A deal was reached after years of debate: multinational companies will have to pay a global minimum tax of 15%. This decision was taken by the finance ministers of the G7, the seven world powers, in June 2021 and confirmed at the G20 in July. The deal seeks to lay down common minimum rules between states to prevent tax dumping between countries and regulate larger corporations. Companies with profit margins exceeding 10% will be taxed in each of the countries where they operate, not just where they are based. “A historic step towards greater equity and social justice for citizens”, commented Italian Prime Minister Mario Draghi.
The deal
The G7 press release also mentions that “We will provide for appropriate coordination between the application of the new international tax rules and the removal of all Digital Services Taxes, and other relevant similar measures, on all companies”. The EU Tax Observatory estimates that by adopting a 15% minimum tax, Italy could collect €2.7 billion in revenue from its multinationals, while the EU would get €48.3 billion overall.
A minimum tax aims at levelling out the tax contribution required in each country, thus overcoming the tax gap between different countries (i.e. what has attracted multinationals to establish their headquarters in some countries rather than in others).
Setting the percentage to 15% was the result of a long negotiation within the OECD.
The Irish, for example, have so far applied a rate of 15%. The United States under the leadership of President Joe Biden proposed rates of 21 or 25%, also with the aim of financing the ambitious USD 2 trillion US recovery plan. The measure comes in the context of great economic uncertainty in the wake of COVID-19, and the relative need for nations to recover.
“Competitiveness is about more than how U.S.-headquartered companies fare against other companies in global merger and acquisition bids. It is about making sure that governments have stable tax systems that raise sufficient revenue to invest in essential public goods”, said US Treasury Secretary Janet Yellen, a fervent supporter of the measure.
The divisions
However, not everyone agrees on the appropriateness of 15% as a percentage to be taken from companies. Oxfam International’s executive director Gabriela Bucher, for one, says that “with this tax reform, the G7 and EU will pocket more than two-thirds of new cash that a global minimum corporate tax rate of 15 percent will yield”, while the “world’s poorest countries will recover less than 3 percent ―despite being home to over a third of the world’s population”.
Numerous experts, including the UN High Level Panel on International Financial Accountability, Transparency and Integrity (FACTI) and the Independent Commission for the Reform of International Corporate Taxation (ICRICT), are calling for the minimum percentage of global taxation to be raised to benefit the world’s poorest countries. According to this view, a tax of at least 25% would be appropriate. A few countries, including France and Germany, also share this view. Others, however, including the UK, were strongly opposed.
London, for example, secured an exemption for the City and its banks from the new tax regime.

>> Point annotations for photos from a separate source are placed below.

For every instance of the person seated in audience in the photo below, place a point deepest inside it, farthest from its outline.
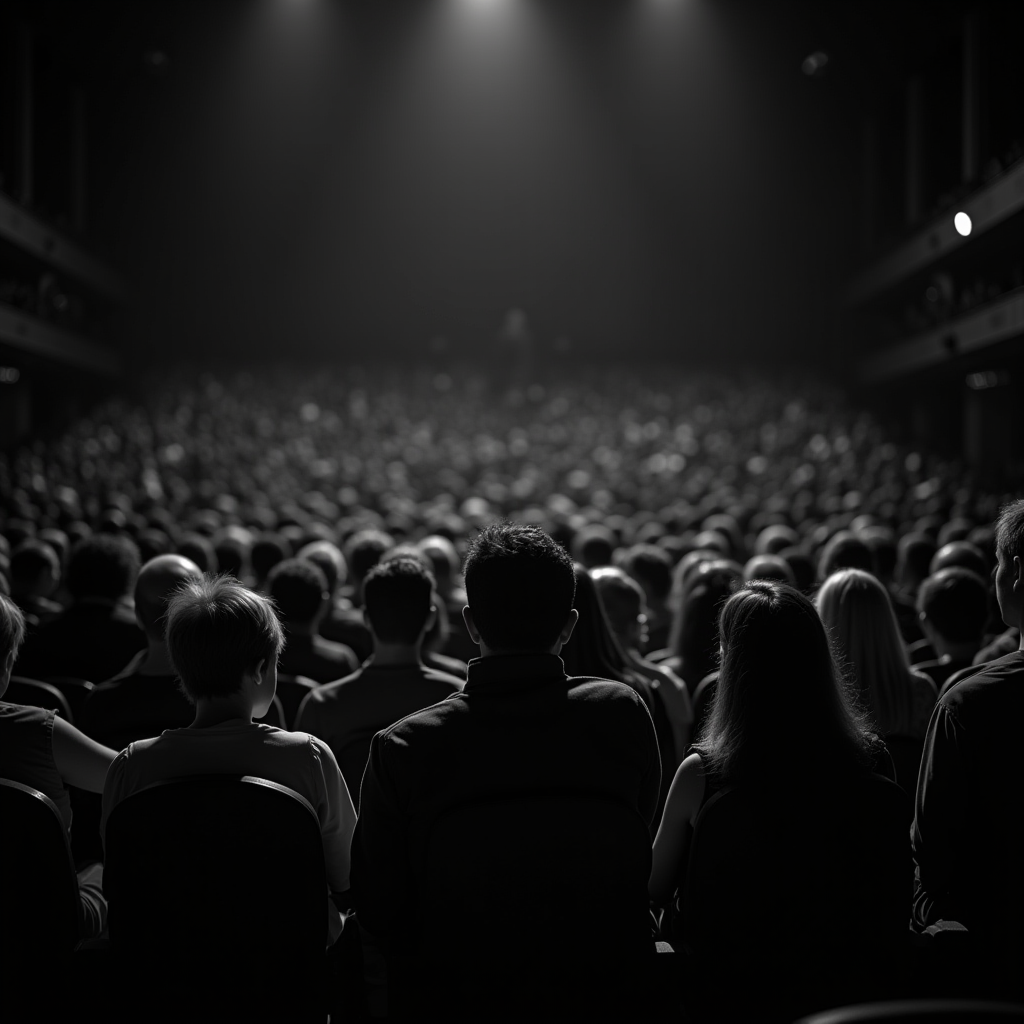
(651, 567)
(267, 550)
(623, 601)
(363, 551)
(856, 610)
(224, 641)
(522, 731)
(773, 642)
(913, 558)
(968, 829)
(95, 637)
(144, 697)
(35, 573)
(40, 750)
(445, 565)
(953, 608)
(844, 550)
(768, 567)
(300, 592)
(398, 607)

Meanwhile, seven nations around the world (including Hungary, Estonia and Ireland) are still opting out. “Each country can, of course, decide whether or not to agree, but the fact that countries accounting for over 90% of the world’s GDP have come to an agreement puts some pressure on all the others to join the effort”, commented Italian Economy Minister Daniele Franco.

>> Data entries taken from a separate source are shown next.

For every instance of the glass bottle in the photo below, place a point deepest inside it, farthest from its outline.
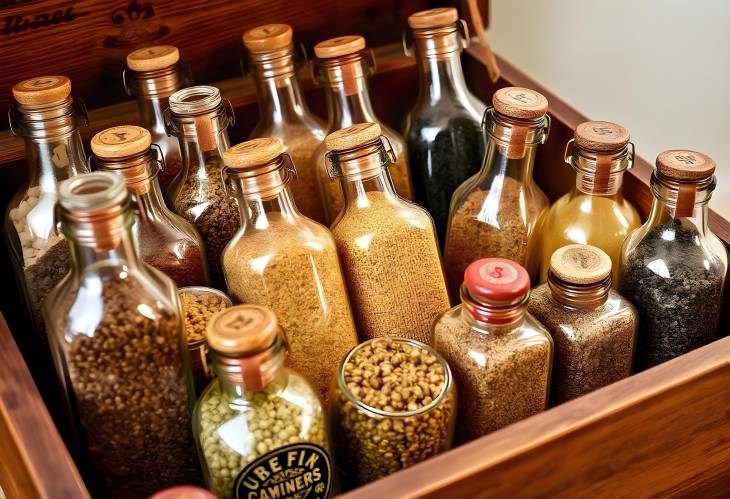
(153, 74)
(595, 211)
(592, 326)
(282, 259)
(117, 336)
(200, 118)
(259, 426)
(387, 245)
(283, 112)
(673, 267)
(501, 356)
(342, 67)
(499, 211)
(163, 239)
(443, 135)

Another major factor is that eight of the world’s top ten most highly capitalised multinationals are American, which means that the biggest weight in the balance is predominantly attributed to the United States. And in fact, it is indeed the US that has asked for the minimum tax to replace the web taxes that various countries, including Italy, have adopted. France has already declared that it will “remove its national tax on digital services as soon as the agreement is implemented at OECD level and becomes effective”. Italy, for the time being, has only raised €233 million from its web tax, significantly less than the €700 million initially planned.

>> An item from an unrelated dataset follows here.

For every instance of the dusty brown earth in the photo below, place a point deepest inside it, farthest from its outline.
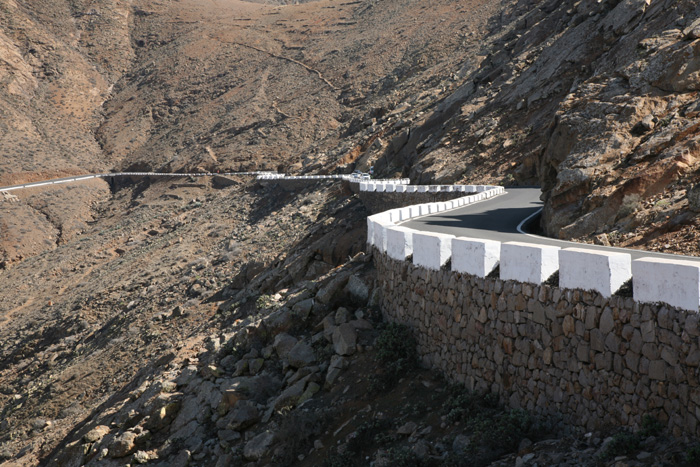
(105, 290)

The minimum tax agreement is expected to enter into force by 2023: This will not be an immediate route. The next step will now be the October G20 finance meeting in Washington, where the final parameters of the new fiscal architecture are set to be defined. However, while critics of the measure claim that the step taken, although too timid, is at least a first step, others, such as the pharmaceutical companies producing COVID vaccines, have already asked to be exempted from the tax. The match is therefore far from over.